[0/2] describe and diff: implement --no-optional-locks

Message ID	pull.1872.git.1741240685.gitgitgadget@gmail.com (mailing list archive)
Headers	show Received: from mail-wr1-f44.google.com (mail-wr1-f44.google.com [209.85.221.44]) (using TLSv1.2 with cipher ECDHE-RSA-AES128-GCM-SHA256 (128/128 bits)) (No client certificate requested) by smtp.subspace.kernel.org (Postfix) with ESMTPS id 6A81038DFC for <git@vger.kernel.org>; Thu, 6 Mar 2025 05:58:08 +0000 (UTC) Message-Id: <pull.1872.git.1741240685.gitgitgadget@gmail.com> From: "Benjamin Woodruff via GitGitGadget" <gitgitgadget@gmail.com> Date: Thu, 06 Mar 2025 05:58:03 +0000 Subject: [PATCH 0/2] describe and diff: implement --no-optional-locks Fcc: Sent Content-Type: text/plain; charset=UTF-8 Content-Transfer-Encoding: 8bit Precedence: bulk MIME-Version: 1.0 To: git@vger.kernel.org Cc: Benjamin Woodruff <github@benjam.info>
Series	describe and diff: implement --no-optional-locks \| expand [0/2] describe and diff: implement --no-optional-locks [1/2] describe: implement --no-optional-locks [2/2] diff: implement --no-optional-locks

Derrick Stolee via GitGitGadget March 6, 2025, 5:58 a.m. UTC

git describe and git diff may update the index in the background for similar
performance reasons to git-status. These patches implement the
--no-optional-locks option for these commands, which allows scripts to
bypass this behavior.

I'm implementing this as a solution to a stale lockfile issue we've
sporadically encountered due to a build script that runs git describe. We're
mitigating this issue by using libgit2 in our build script, which does not
have the same background update behavior for its git_describe_workdir
implementation, but it would be nice to have this option supported in the
git CLI.

Tests and documentation changes are included!

Benjamin Woodruff (2):
  describe: implement --no-optional-locks
  diff: implement --no-optional-locks

 Documentation/config/diff.adoc     |  4 ++-
 Documentation/git-describe.adoc    | 12 ++++++++
 Documentation/git.adoc             |  4 ++-
 builtin/describe.c                 | 12 ++++----
 builtin/diff.c                     |  4 +++
 t/meson.build                      |  1 +
 t/t4070-diff-auto-refresh-index.sh | 46 ++++++++++++++++++++++++++++++
 t/t6120-describe.sh                |  8 ++++++
 8 files changed, 84 insertions(+), 7 deletions(-)
 create mode 100755 t/t4070-diff-auto-refresh-index.sh


base-commit: e969bc875963a10890d61ba84eab3a460bd9e535
Published-As: https://github.com/gitgitgadget/git/releases/tag/pr-1872%2Fbgw%2Fbgw%2Fdiff-describe-optional-locks-v1
Fetch-It-Via: git fetch https://github.com/gitgitgadget/git pr-1872/bgw/bgw/diff-describe-optional-locks-v1
Pull-Request: https://github.com/gitgitgadget/git/pull/1872

Junio C Hamano March 6, 2025, 4:11 p.m. UTC | #1

"Benjamin Woodruff via GitGitGadget" <gitgitgadget@gmail.com>
writes:

> git describe and git diff may update the index in the background for similar
> performance reasons to git-status.

That is a wrong reasoning that is completely opposite, though.

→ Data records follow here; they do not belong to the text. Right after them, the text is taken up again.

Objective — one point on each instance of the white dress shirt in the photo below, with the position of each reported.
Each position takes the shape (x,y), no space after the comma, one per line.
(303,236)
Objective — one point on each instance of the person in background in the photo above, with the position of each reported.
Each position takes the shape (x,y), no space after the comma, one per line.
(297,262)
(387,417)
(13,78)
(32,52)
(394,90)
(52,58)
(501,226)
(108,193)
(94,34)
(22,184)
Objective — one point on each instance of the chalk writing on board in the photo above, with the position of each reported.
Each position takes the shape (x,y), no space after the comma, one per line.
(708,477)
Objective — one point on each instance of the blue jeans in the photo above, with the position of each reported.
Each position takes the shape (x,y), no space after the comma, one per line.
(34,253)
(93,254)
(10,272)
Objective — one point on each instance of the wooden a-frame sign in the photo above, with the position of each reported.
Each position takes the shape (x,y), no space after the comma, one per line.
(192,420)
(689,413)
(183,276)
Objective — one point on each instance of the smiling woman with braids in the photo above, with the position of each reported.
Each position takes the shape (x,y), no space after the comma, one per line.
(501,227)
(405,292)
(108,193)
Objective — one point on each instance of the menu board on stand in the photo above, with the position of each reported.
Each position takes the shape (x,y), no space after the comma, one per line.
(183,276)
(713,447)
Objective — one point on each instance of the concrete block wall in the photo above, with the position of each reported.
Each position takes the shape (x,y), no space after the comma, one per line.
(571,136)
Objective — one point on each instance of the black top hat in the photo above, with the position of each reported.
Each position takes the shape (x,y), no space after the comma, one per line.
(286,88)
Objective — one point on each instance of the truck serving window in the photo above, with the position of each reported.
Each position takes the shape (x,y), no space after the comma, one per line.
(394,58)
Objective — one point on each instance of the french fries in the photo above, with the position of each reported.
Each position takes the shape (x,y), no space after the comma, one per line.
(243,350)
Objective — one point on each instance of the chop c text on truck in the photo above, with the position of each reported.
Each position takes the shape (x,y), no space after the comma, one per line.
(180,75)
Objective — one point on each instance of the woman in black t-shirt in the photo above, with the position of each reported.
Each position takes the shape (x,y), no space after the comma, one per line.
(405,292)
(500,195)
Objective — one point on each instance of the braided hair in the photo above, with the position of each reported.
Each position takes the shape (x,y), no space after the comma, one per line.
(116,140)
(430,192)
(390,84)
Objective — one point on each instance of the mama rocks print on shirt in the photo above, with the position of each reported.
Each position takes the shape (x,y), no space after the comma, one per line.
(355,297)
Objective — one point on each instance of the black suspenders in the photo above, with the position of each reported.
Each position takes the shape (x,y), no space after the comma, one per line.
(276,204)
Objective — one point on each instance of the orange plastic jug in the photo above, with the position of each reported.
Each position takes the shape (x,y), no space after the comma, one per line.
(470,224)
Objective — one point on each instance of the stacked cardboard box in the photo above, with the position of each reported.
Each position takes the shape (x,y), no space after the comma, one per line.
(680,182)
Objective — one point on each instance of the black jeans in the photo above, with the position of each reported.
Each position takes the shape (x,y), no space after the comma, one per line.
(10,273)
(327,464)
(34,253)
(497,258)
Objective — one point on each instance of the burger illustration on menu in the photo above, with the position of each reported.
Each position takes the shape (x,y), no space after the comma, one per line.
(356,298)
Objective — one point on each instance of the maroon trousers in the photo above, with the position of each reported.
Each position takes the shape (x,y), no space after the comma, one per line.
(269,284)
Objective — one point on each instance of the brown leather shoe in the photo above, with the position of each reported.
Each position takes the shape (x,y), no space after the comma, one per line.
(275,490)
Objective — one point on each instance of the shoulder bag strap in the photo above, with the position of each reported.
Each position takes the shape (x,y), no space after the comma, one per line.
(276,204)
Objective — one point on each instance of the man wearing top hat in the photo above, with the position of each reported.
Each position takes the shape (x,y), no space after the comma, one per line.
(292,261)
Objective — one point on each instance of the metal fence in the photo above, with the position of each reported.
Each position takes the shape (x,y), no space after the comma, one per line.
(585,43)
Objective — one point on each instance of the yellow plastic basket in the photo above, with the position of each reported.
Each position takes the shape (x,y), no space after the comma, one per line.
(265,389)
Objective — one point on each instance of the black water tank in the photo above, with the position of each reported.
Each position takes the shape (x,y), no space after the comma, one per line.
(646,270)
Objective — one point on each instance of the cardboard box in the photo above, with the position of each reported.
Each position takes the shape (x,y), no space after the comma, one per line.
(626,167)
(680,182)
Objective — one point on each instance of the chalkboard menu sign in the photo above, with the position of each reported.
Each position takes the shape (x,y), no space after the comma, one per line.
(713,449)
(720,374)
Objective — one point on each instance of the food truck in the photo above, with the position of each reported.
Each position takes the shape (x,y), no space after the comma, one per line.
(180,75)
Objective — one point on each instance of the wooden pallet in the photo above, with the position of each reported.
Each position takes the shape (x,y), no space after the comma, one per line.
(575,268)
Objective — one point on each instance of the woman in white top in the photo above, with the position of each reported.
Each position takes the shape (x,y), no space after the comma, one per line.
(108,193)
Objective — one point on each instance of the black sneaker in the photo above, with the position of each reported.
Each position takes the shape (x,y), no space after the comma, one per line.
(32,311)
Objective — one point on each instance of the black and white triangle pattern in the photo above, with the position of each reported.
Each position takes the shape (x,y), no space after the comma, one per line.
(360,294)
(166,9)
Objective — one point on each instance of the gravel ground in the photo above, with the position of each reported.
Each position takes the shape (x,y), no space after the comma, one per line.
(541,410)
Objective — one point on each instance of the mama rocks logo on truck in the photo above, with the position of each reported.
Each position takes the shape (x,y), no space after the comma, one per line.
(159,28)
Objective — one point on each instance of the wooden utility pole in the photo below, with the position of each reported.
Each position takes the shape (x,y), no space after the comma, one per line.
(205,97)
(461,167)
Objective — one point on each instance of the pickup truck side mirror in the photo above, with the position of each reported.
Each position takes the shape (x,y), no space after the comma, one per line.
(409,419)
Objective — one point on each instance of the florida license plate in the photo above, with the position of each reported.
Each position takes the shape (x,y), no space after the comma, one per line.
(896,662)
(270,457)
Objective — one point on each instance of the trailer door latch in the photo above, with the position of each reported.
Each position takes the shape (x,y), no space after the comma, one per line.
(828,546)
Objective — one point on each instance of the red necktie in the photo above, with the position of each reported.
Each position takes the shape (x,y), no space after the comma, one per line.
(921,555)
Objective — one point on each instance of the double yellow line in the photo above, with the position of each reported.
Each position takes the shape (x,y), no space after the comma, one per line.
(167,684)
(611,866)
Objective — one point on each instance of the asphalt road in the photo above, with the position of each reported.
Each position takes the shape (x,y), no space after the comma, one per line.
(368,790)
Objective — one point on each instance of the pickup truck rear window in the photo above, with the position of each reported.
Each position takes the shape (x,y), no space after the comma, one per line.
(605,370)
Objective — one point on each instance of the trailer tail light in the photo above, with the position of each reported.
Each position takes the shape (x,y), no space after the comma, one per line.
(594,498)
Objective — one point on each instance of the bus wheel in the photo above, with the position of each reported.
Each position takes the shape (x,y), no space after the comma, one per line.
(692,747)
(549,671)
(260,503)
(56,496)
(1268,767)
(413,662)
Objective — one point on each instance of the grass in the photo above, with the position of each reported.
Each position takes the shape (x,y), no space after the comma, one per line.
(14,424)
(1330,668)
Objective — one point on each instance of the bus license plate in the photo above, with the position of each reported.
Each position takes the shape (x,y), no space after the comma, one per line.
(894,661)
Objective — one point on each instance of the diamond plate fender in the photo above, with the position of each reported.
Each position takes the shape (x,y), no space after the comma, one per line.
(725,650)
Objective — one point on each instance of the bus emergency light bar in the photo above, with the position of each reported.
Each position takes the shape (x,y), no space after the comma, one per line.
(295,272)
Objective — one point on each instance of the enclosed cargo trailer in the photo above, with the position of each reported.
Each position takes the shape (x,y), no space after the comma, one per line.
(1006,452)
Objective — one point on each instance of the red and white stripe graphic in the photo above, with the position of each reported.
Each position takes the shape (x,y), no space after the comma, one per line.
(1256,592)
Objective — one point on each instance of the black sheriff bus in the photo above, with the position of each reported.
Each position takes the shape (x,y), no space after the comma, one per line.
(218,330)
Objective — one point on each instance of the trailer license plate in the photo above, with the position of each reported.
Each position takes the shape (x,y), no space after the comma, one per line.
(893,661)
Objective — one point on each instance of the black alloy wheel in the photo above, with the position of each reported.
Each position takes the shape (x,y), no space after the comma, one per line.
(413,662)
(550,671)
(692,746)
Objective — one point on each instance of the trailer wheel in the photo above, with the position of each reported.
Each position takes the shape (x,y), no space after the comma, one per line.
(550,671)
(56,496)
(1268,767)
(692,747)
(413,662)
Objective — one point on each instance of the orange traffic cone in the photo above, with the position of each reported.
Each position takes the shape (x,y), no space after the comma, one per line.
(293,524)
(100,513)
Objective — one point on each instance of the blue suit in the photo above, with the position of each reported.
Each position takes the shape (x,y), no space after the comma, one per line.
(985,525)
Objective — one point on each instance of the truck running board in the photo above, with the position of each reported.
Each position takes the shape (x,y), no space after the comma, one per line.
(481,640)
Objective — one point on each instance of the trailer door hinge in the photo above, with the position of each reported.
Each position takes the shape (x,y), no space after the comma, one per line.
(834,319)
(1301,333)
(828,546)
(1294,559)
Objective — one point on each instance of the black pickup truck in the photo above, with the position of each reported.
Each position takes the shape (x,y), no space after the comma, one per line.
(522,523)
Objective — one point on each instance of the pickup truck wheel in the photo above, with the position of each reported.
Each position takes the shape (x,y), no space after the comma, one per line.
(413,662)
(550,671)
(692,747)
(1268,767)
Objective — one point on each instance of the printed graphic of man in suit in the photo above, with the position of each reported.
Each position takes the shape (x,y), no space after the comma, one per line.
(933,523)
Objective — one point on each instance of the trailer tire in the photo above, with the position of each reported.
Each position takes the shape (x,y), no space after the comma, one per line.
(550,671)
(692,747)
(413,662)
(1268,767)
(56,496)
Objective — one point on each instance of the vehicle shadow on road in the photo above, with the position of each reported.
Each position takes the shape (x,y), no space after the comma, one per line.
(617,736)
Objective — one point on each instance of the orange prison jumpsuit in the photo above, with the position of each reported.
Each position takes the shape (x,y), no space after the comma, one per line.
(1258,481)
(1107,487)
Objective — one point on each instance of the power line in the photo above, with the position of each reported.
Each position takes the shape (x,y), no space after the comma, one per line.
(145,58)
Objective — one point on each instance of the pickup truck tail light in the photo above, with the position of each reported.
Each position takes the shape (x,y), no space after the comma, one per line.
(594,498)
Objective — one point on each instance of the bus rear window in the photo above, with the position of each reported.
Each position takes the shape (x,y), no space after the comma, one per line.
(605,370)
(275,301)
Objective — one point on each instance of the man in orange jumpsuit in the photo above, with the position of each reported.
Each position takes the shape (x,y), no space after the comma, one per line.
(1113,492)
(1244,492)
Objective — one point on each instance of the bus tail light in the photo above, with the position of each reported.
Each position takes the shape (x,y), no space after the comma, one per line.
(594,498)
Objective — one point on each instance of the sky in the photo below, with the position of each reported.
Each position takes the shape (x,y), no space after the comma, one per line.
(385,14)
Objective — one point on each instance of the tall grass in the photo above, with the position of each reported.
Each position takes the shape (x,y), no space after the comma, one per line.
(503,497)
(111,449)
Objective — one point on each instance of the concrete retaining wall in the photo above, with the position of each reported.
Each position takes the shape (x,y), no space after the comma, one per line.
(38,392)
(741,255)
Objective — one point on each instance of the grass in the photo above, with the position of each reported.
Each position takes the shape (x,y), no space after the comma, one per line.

The commands at the Porcelain level, like "status" and "diff",
refresh the index for the CORRECTNESS purposes.

The commands at the plumbing level, which are designed to be used in
your own scripts, like "diff-files" and "diff-index", do not refresh
the index for the performance purposes.  If your own script wants to
produce correct result, your script IS responsible for refreshing
the index after its last modification to working tree files before
it starts to use the plumbing commands to inspect which ones are
modified and which ones are not.  This is so that your script has
more control over when the index is refreshed.  It does not have to
pay cost to run refresh for each Git command it invokes, if it knows
that it does not make any modification between the two invocations;
it can instead refresh just once and then run these two plumbing
commands.

So, it would be absolute no-no to make the Porcelain commands like
"describe" and "diff" not to refresh the index before they work by
default.  As an optional behaviour, it might be acceptable if there
is no other reasonable solutions (like, using plumbing commands if
the callers are not you typing but your scripts calling them).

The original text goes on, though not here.